Mathematics of Hierarchical Temporal Memory

  • Nov 28 / 2014
  • 0
Clortex (HTM in Clojure), Cortical Learning Algorithm, NuPIC

Mathematics of Hierarchical Temporal Memory

This article describes some of the mathematics underlying the theory and implementations of Jeff Hawkins’ Hierarchical Temporal Memory (HTM), which seeks to explain how the neocortex processes information and forms models of the world.

Note: Part II: Transition Memory is now available.

The HTM Model Neuron – Pattern Memory (aka Spatial Pooling)

We’ll illustrate the mathematics of HTM by describing the simplest operation in HTM’s Cortical Learning Algorithm: Pattern Memory, also known as Spatial Pooling, forms a Sparse Distributed Representation from a binary input vector. We begin with a layer (a 1- or 2-dimensional array) of single neurons, which will form a pattern of activity aimed at efficiently representing the input vectors.

Feedforward Processing on Proximal Dendrites

The HTM model neuron has a single proximal dendrite, which is used to process and recognise feedforward or afferent inputs to the neuron. We model the entire feedforward input to a cortical layer as a bit vector \({\mathbf x}_{\textrm{ff}}\in\lbrace{0,1}\rbrace^{n_{\textrm{ff}}}\), where \(n_{\textrm{ff}}\) is the width of the input.

The dendrite is composed of \(n_s\) synapses which each act as a binary gate for a single bit in the input vector.  Each synapse has a permanence \(p_i\in{[0,1]}\) which represents the size and efficiency of the dendritic spine and synaptic junction. The synapse will transmit a 1-bit (or on-bit) if the permanence exceeds a threshold \(\theta_i\) (often a global constant \(\theta_i = \theta = 0.2\)). When this is true, we say the synapse is connected.

Each neuron samples \(n_s\) bits from the \(n_{\textrm{ff}}\) feedforward inputs, and so there are \({n_{\textrm{ff}}}\choose{n_{s}}\) possible choices of input for a single neuron. A single proximal dendrite represents a projection \(\pi_j:\lbrace{0,1}\rbrace^{n_{\textrm{ff}}}\rightarrow\lbrace{0,1}\rbrace^{n_s}\), so a population of neurons corresponds to a set of subspaces of the sensory space. Each dendrite has an input vector \({\mathbf x}_j=\pi_j({\mathbf x}_{\textrm{ff}})\) which is the projection of the entire input into this neuron’s subspace.

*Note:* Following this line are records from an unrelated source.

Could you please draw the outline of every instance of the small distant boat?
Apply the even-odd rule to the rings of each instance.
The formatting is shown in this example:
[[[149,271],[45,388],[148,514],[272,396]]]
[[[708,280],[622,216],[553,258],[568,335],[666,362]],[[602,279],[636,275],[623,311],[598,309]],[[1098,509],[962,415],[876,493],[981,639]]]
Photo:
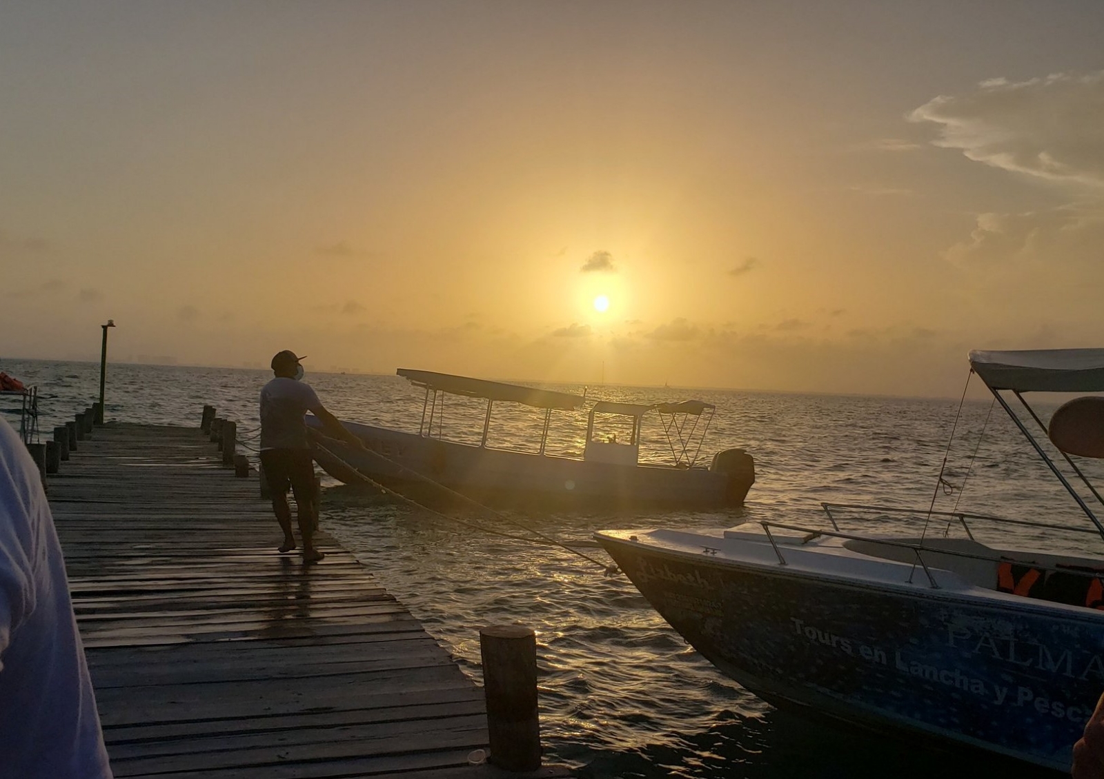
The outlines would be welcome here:
[[[582,395],[431,371],[400,369],[397,374],[425,390],[418,431],[343,423],[346,429],[364,441],[368,450],[328,440],[325,450],[316,453],[316,460],[333,478],[360,483],[363,479],[359,472],[404,494],[424,491],[428,479],[493,504],[614,509],[739,506],[755,481],[754,461],[743,449],[719,451],[708,467],[698,463],[714,412],[709,403],[593,403],[582,458],[561,457],[545,452],[552,413],[584,408],[587,401]],[[449,394],[487,402],[479,445],[439,438],[444,396]],[[495,404],[501,403],[544,410],[537,452],[487,446],[491,414]],[[643,419],[651,414],[660,417],[671,441],[675,461],[670,465],[639,462]],[[624,440],[597,433],[596,418],[607,416],[627,420],[622,425],[627,431]],[[312,416],[307,417],[307,423],[321,428]]]
[[[824,526],[757,522],[596,538],[687,641],[772,704],[1069,771],[1104,691],[1104,558],[1085,555],[1084,541],[1052,554],[988,546],[974,531],[991,523],[1006,540],[1010,530],[1104,537],[1066,473],[1094,505],[1104,499],[1062,448],[1101,451],[1084,425],[1095,420],[1104,441],[1104,416],[1078,404],[1048,431],[1023,398],[1104,392],[1104,350],[972,352],[970,365],[1092,526],[825,503]],[[1023,405],[1027,423],[1006,395]],[[1081,423],[1074,433],[1071,420]],[[1070,468],[1032,436],[1034,423]],[[840,529],[845,511],[862,512],[862,531]],[[938,533],[869,532],[893,515],[916,517],[917,531],[934,519]]]

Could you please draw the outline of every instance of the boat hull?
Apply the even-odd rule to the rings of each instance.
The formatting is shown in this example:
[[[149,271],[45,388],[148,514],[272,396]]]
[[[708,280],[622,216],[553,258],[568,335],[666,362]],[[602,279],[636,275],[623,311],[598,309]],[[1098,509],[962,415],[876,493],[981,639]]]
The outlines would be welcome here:
[[[308,417],[308,424],[320,427],[312,417]],[[454,444],[355,423],[344,426],[368,449],[327,440],[328,451],[318,450],[315,456],[327,473],[344,483],[360,484],[364,480],[359,472],[404,494],[425,499],[440,499],[440,490],[415,474],[489,503],[613,509],[740,506],[755,481],[754,468],[719,472],[587,462]]]
[[[776,705],[1065,771],[1104,690],[1097,612],[894,591],[597,537],[671,627]]]

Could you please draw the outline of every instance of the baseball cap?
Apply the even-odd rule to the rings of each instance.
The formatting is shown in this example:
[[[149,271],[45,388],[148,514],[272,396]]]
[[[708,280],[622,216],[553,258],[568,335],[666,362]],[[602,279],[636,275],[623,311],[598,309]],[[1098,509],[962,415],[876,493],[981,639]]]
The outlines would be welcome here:
[[[276,352],[276,355],[273,358],[272,366],[273,370],[276,371],[280,366],[290,367],[291,365],[298,363],[300,360],[306,360],[306,359],[307,359],[306,354],[304,354],[301,358],[297,358],[295,356],[295,352],[293,352],[289,349],[285,349],[283,352]]]

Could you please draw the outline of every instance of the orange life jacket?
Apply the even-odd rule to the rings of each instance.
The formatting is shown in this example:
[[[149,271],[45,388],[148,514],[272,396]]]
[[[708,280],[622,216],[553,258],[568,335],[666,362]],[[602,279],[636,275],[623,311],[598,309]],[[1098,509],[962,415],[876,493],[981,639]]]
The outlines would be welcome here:
[[[1028,597],[1031,588],[1034,586],[1039,577],[1042,576],[1042,572],[1038,568],[1030,568],[1027,566],[1017,566],[1020,568],[1027,568],[1019,579],[1012,574],[1011,563],[1001,563],[997,566],[997,589],[1001,593],[1011,593],[1012,595],[1022,595]],[[1104,593],[1102,593],[1104,595]]]

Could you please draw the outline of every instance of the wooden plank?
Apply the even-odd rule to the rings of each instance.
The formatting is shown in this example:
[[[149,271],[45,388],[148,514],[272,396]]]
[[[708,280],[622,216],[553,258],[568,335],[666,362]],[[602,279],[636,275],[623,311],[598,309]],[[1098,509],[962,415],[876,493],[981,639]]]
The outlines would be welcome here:
[[[214,449],[109,424],[50,483],[115,775],[470,773],[481,691],[325,523],[321,564],[278,555]]]

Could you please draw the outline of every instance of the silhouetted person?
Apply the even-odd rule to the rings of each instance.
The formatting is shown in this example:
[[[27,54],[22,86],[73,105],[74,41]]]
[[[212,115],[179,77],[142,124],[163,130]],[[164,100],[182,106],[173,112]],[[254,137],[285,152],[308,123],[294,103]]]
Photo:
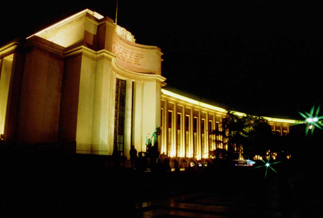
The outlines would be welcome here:
[[[120,153],[117,145],[114,145],[113,148],[112,156],[113,159],[113,167],[115,168],[118,168],[120,165]]]
[[[134,145],[131,146],[129,154],[130,155],[130,161],[131,162],[131,168],[133,170],[135,169],[135,164],[137,159],[137,150],[135,148]]]

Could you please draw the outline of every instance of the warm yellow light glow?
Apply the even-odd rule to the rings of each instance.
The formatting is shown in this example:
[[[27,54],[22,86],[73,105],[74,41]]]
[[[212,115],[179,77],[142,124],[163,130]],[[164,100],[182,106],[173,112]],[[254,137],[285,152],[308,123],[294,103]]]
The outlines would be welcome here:
[[[75,14],[75,15],[72,15],[68,17],[66,19],[61,20],[59,22],[55,24],[54,24],[52,25],[51,26],[48,27],[47,28],[46,28],[45,29],[44,29],[43,30],[41,30],[39,32],[37,33],[36,33],[35,34],[32,35],[30,36],[28,36],[26,38],[28,39],[34,35],[37,35],[37,36],[41,34],[46,32],[46,31],[47,31],[47,30],[48,30],[50,29],[51,29],[55,27],[59,26],[60,25],[62,24],[65,23],[65,22],[66,22],[67,21],[68,21],[69,20],[71,20],[75,17],[76,17],[80,15],[81,15],[82,14],[85,13],[86,12],[88,12],[89,14],[92,15],[94,17],[96,17],[98,19],[101,19],[104,17],[103,16],[101,15],[100,15],[100,14],[99,14],[98,13],[95,12],[95,11],[92,11],[91,10],[89,10],[89,9],[86,9],[85,10],[83,10],[82,11],[78,13]]]
[[[162,89],[162,93],[164,94],[168,95],[170,97],[177,98],[180,100],[181,100],[184,101],[186,102],[189,103],[190,103],[193,104],[205,107],[208,109],[214,110],[218,112],[223,113],[226,113],[226,111],[224,108],[222,108],[219,107],[209,104],[203,102],[199,102],[196,100],[194,100],[191,98],[189,98],[187,97],[181,95],[174,93],[173,92],[170,92],[167,90],[165,90],[163,89]],[[238,116],[244,116],[246,115],[246,114],[244,113],[242,113],[237,111],[234,111],[234,113]],[[263,117],[264,118],[267,120],[268,121],[272,122],[277,122],[278,123],[286,123],[294,124],[296,123],[296,121],[295,120],[289,120],[287,119],[282,119],[279,118],[274,118],[273,117]]]

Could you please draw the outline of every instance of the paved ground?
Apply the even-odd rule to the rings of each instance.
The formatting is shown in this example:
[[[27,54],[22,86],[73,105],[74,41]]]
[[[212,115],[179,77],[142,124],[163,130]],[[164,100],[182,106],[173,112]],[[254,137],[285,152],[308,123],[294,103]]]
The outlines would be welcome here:
[[[0,217],[320,216],[319,183],[290,166],[265,179],[265,169],[141,173],[73,158],[3,162]]]

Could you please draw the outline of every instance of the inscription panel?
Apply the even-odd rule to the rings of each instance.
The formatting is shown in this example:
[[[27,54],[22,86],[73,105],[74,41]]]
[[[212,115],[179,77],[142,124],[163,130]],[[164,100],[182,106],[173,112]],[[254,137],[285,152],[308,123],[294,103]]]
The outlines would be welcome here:
[[[128,44],[116,34],[113,35],[112,43],[112,52],[116,55],[117,62],[120,66],[135,72],[156,73],[158,68],[157,60],[161,59],[156,50],[136,47],[135,43],[132,43],[134,45]]]

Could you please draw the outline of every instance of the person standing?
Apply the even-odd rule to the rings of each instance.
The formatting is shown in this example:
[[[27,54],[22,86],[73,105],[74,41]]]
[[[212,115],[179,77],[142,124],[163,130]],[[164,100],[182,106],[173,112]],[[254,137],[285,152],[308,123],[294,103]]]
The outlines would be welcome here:
[[[136,160],[137,158],[137,150],[135,148],[135,146],[132,145],[129,152],[130,155],[130,161],[131,162],[131,168],[133,170],[135,169]]]

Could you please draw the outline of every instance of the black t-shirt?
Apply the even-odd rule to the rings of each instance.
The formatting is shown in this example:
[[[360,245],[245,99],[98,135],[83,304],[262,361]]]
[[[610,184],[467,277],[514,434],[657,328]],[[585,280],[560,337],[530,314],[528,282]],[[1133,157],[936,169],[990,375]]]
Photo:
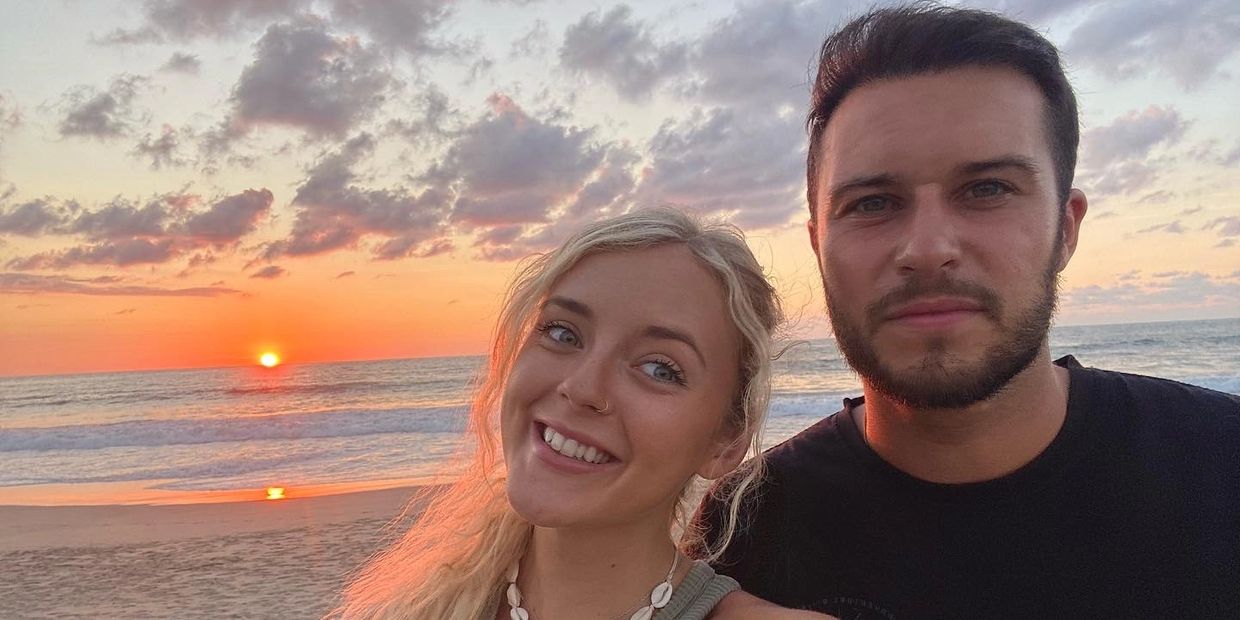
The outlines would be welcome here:
[[[715,568],[842,620],[1240,619],[1240,398],[1055,363],[1064,427],[997,480],[913,477],[847,413],[770,449]]]

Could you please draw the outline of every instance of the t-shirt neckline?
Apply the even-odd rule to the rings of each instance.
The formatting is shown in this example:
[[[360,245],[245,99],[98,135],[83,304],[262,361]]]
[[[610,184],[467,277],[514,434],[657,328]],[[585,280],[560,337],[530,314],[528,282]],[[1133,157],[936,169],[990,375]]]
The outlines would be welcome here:
[[[1004,476],[980,482],[944,484],[919,479],[887,463],[869,444],[852,417],[852,408],[866,402],[866,397],[844,398],[843,410],[836,414],[839,433],[856,456],[877,472],[884,484],[903,492],[920,495],[939,501],[992,501],[1003,496],[1022,496],[1035,492],[1059,480],[1084,450],[1075,449],[1084,439],[1087,422],[1090,389],[1085,386],[1089,376],[1075,357],[1068,355],[1055,360],[1056,366],[1068,370],[1068,412],[1059,433],[1045,450],[1032,461]]]

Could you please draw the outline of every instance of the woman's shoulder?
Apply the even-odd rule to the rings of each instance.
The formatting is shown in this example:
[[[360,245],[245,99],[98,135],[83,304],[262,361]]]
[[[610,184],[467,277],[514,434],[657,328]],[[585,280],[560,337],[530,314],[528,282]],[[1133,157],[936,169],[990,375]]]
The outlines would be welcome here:
[[[723,598],[711,611],[708,620],[835,620],[833,616],[817,611],[781,608],[769,600],[759,599],[743,590],[733,591]]]

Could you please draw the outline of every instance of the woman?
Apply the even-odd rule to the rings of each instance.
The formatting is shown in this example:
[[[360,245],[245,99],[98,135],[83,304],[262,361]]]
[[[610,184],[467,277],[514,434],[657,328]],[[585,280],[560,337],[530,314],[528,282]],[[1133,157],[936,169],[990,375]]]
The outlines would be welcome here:
[[[683,551],[693,482],[760,475],[779,303],[742,236],[673,210],[588,226],[510,289],[467,471],[363,567],[346,618],[822,618]],[[498,419],[496,419],[498,418]],[[502,459],[497,440],[502,440]]]

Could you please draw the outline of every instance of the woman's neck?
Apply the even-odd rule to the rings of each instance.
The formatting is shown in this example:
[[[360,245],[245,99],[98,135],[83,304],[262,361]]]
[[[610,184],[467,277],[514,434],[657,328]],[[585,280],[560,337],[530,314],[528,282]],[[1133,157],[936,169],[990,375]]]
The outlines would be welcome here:
[[[627,618],[649,604],[676,553],[666,526],[534,527],[517,579],[522,606],[536,620]]]

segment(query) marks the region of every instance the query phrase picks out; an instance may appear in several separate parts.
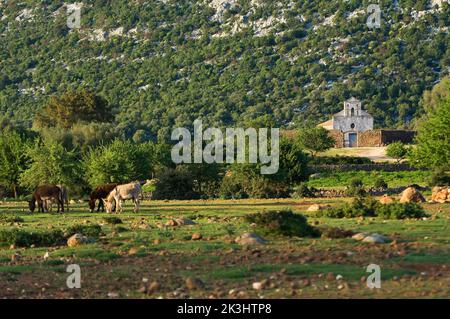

A synapse is connected if its permanence \(p_i\) exceeds its threshold \(\theta_i\). If we subtract \({\mathbf p}-{\vec\theta}\), take the elementwise sign of the result, and map to \(\lbrace{0,1}\rbrace\), we derive the binary connection vector \({\mathbf c}_j\) for the dendrite. Thus:

$$c_i=(1 + sgn(p_i-\theta_i))/2$$

The dot product \(o_j({\mathbf x})={\mathbf c}_j\cdot{\mathbf x}_j\) now represents the feedforward overlap of the neuron with the input, ie the number of connected synapses which have an incoming activation potential. Later, we’ll see how this number is used in the neuron’s processing.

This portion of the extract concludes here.